Phia Ménard ( Chorégraphie )


: Conversation avec Anne Quentin

et Phia Ménard, directrice artistique et Jean-Luc Beaujault, dramaturge

Le Vortex


En météorologie, dans les tornades et cyclones, on parle de vortex pour désigner une circulation atmosphérique tourbillonnaire (spécifique d’une dépression) matérialisée par l’enroulement d’une ou plusieurs bandes nuageuses spiralées autour d’un centre de rotation. C’est donc une zone de basse pression, aussi appelée « œil du cyclone ».


VORTEX / LUTTE POUR LA VIE


Dans Vortex, il y a ce double jeu : je joue du vent qui lui-même se joue de moi. Je joue à la guerre avec lui, mais elle advient. Il y a ce rapport trouble, ambigu entre cette matière dévorante, fascinante qu’est le vent et le désir d’en finir. Vortex montre une succession de mues qui opèrent dans la lutte. Une lutte à mort ? Une lutte pour la vie ? Une survie ?


Oui, il y a lutte. Mais vivre, n’est-ce pas lutter ? Chaque combat n’est-il pas une tentative de renaître ou espérer renaître ? Et si tous ces combats sont vains, ils disent une utopie, celle de croire qu’on va dompter le vent… Mais il n’y a rien d’héroïque à tenter de se défaire sans cesse. La transformation impose de passer par une série d’états qui vont du courage à la lâcheté, de la guerre à l’abandon, de l’acceptation au rejet. L’essentiel est : qu’en reste-t-il ? Que fait-on de toutes ces matières qui nous entourent, nous enserrent, nous polluent ? Tout est matière dans Vortex, à l’exception du personnage du début. Il est costard-cravate, caché derrière un masque blanc, archétype d’un corps social qui rend invisible l’individu. Pour tenter d’exister, l’être devra se défaire et se défaire encore, accepter de devenir larvaire, de se vider pour muer. C’est une quête sans fin, mais j’en sors vivante !

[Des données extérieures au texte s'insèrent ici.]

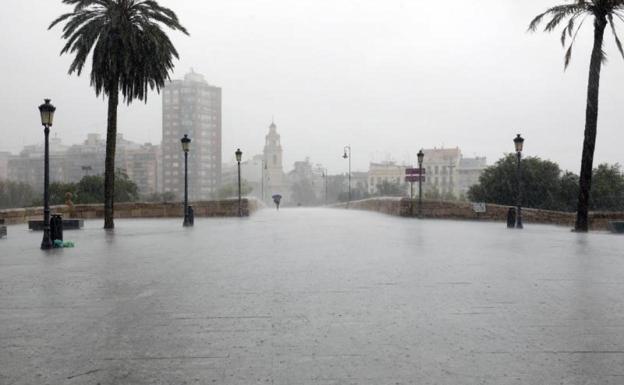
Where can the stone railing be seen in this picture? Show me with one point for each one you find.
(219, 208)
(464, 211)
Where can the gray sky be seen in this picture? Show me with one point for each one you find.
(387, 77)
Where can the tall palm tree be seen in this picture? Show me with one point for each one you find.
(604, 13)
(130, 53)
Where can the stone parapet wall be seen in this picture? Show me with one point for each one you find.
(220, 208)
(464, 211)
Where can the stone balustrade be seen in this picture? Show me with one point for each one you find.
(217, 208)
(464, 211)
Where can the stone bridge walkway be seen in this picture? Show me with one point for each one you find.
(313, 296)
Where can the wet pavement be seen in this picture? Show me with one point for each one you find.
(313, 296)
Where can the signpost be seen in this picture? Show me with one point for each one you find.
(413, 175)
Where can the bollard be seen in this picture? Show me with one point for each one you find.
(191, 214)
(511, 218)
(56, 227)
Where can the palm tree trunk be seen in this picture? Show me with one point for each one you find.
(109, 168)
(591, 124)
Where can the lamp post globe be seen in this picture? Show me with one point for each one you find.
(46, 110)
(421, 158)
(519, 146)
(239, 157)
(186, 148)
(348, 156)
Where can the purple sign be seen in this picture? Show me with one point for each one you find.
(414, 178)
(413, 171)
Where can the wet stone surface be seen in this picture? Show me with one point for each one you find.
(313, 296)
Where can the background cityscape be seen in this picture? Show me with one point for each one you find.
(192, 106)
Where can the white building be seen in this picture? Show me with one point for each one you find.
(276, 182)
(388, 172)
(448, 173)
(192, 107)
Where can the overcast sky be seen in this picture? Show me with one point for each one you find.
(387, 77)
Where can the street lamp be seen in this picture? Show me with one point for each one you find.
(421, 157)
(47, 116)
(325, 177)
(262, 168)
(239, 157)
(519, 144)
(348, 156)
(186, 147)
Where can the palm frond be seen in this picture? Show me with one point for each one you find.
(568, 55)
(126, 39)
(558, 13)
(618, 43)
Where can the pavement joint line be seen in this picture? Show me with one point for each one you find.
(165, 358)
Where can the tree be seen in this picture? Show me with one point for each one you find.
(386, 188)
(167, 196)
(15, 194)
(602, 12)
(130, 53)
(608, 188)
(303, 192)
(90, 189)
(540, 180)
(58, 190)
(231, 190)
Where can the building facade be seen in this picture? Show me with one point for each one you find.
(191, 107)
(4, 164)
(385, 172)
(468, 173)
(275, 182)
(440, 166)
(69, 164)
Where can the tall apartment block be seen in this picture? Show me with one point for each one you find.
(193, 107)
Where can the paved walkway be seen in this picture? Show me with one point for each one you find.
(313, 296)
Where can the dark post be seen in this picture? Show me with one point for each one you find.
(186, 144)
(326, 187)
(519, 143)
(47, 114)
(262, 175)
(345, 156)
(239, 157)
(421, 157)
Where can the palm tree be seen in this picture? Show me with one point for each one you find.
(575, 14)
(130, 53)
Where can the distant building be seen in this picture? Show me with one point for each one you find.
(448, 173)
(275, 179)
(251, 174)
(388, 172)
(193, 107)
(469, 171)
(4, 165)
(27, 167)
(307, 183)
(440, 166)
(69, 164)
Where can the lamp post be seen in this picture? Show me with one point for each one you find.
(47, 116)
(519, 144)
(325, 178)
(239, 157)
(186, 147)
(421, 157)
(262, 168)
(348, 156)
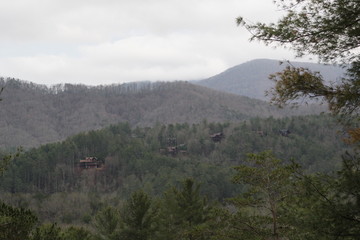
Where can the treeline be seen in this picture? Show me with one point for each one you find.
(278, 202)
(48, 180)
(153, 155)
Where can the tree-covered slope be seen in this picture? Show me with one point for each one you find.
(141, 156)
(34, 114)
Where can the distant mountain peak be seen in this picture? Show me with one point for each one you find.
(251, 78)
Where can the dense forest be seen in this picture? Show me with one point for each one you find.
(49, 180)
(275, 178)
(33, 114)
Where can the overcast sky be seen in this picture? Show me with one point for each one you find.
(97, 42)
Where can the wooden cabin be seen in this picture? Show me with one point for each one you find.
(217, 137)
(90, 163)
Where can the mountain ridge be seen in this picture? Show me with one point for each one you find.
(251, 78)
(35, 114)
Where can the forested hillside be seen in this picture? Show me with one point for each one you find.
(34, 114)
(154, 159)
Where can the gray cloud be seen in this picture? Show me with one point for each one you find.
(102, 42)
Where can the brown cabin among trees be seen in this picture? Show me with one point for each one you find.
(91, 163)
(217, 137)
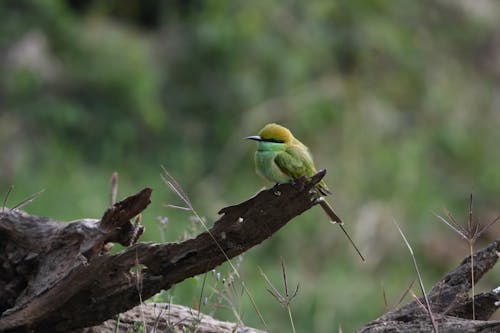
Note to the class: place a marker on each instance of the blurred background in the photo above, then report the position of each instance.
(399, 101)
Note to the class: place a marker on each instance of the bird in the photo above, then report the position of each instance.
(282, 158)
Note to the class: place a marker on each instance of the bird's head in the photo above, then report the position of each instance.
(273, 133)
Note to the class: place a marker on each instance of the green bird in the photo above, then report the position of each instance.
(281, 158)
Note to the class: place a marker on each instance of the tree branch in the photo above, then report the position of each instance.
(60, 276)
(164, 317)
(450, 302)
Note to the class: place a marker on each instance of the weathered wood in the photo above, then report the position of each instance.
(450, 302)
(60, 276)
(172, 318)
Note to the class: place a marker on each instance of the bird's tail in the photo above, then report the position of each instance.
(334, 219)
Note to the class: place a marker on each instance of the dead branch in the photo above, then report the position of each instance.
(164, 317)
(450, 302)
(59, 276)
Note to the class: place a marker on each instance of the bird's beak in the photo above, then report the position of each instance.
(253, 137)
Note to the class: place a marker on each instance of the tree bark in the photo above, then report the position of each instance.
(171, 318)
(59, 276)
(450, 302)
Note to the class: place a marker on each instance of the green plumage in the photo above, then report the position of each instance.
(280, 163)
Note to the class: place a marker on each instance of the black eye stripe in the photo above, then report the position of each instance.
(273, 140)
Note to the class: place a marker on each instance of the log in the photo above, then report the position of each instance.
(164, 317)
(450, 302)
(59, 276)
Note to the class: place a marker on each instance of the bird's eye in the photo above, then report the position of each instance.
(274, 140)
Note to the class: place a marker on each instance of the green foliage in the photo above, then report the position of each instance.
(396, 99)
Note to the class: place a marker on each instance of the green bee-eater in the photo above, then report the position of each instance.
(281, 158)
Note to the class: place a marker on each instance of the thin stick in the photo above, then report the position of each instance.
(421, 283)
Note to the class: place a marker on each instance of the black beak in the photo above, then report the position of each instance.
(253, 137)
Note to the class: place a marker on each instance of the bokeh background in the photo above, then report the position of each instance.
(398, 100)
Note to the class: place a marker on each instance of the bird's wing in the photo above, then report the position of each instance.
(291, 164)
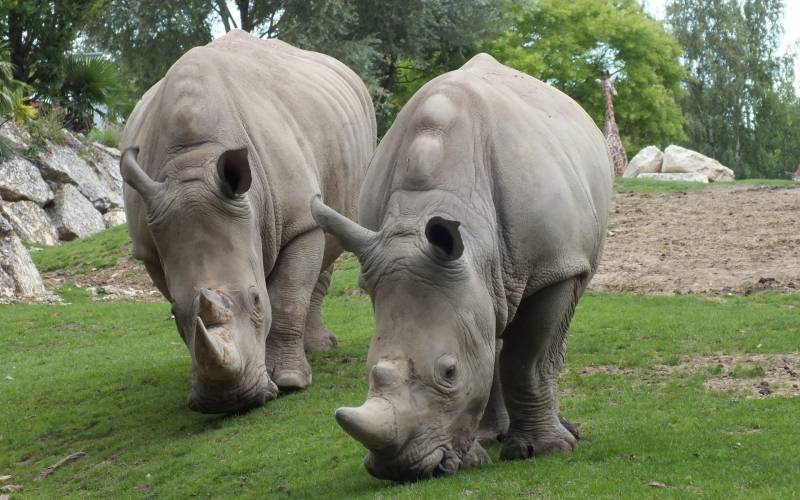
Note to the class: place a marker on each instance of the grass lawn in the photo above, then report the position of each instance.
(623, 185)
(110, 379)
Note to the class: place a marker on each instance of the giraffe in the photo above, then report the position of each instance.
(618, 157)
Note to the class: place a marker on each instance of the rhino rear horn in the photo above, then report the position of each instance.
(351, 236)
(136, 177)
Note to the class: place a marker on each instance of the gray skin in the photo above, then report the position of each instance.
(220, 159)
(483, 218)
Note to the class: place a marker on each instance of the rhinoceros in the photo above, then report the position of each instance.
(220, 158)
(482, 217)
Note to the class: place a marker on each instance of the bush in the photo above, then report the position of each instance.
(110, 136)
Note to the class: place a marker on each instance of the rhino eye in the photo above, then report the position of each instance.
(446, 370)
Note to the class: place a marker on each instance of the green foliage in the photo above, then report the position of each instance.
(89, 82)
(625, 185)
(571, 44)
(110, 379)
(741, 105)
(110, 136)
(98, 251)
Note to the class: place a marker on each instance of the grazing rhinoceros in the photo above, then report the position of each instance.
(222, 156)
(483, 216)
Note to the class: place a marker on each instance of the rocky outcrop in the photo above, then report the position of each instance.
(62, 165)
(30, 222)
(680, 160)
(692, 177)
(114, 218)
(681, 163)
(73, 215)
(18, 275)
(646, 161)
(21, 180)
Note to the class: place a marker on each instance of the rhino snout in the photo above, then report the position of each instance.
(373, 424)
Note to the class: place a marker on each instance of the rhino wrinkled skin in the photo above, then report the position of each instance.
(483, 217)
(220, 159)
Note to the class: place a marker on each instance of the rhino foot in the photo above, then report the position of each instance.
(516, 447)
(319, 340)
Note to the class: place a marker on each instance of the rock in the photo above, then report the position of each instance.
(18, 275)
(114, 218)
(17, 135)
(73, 215)
(646, 161)
(682, 160)
(690, 177)
(60, 164)
(21, 180)
(30, 222)
(108, 150)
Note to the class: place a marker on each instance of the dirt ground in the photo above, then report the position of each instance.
(739, 240)
(717, 240)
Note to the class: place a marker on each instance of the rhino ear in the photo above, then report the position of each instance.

Le vortex est un vent. Il est central dans la pièce. Au-delà du fait que c’est un élément éphémère et instable, qu’avez-vous, toi et ton équipe, appris de sa manipulation ?


Nous avons travaillé le vent de manière pragmatique, depuis trois ans, et l’avons testé lors de multiples tentatives qui tiennent plus de l’artisanat que de la recherche scientifique. Tout comme la glace, le vent est un élément instable. Le vent rend nerveux, il est froid, il nous sature vite. Il nous demande, à nous humains de nous adapter à lui, et non l’inverse. En ce sens, il nous oblige à nous déposséder, à lâcher prise notre volonté de tout contrôler. Il fait des choses, seul, et très bien… Il faut lui laisser de la place et en même temps ne pas perdre le fil du propos. Quoi qu’on fasse, il ne répond jamais de la même manière aux mêmes perturbations qu’on lui inflige.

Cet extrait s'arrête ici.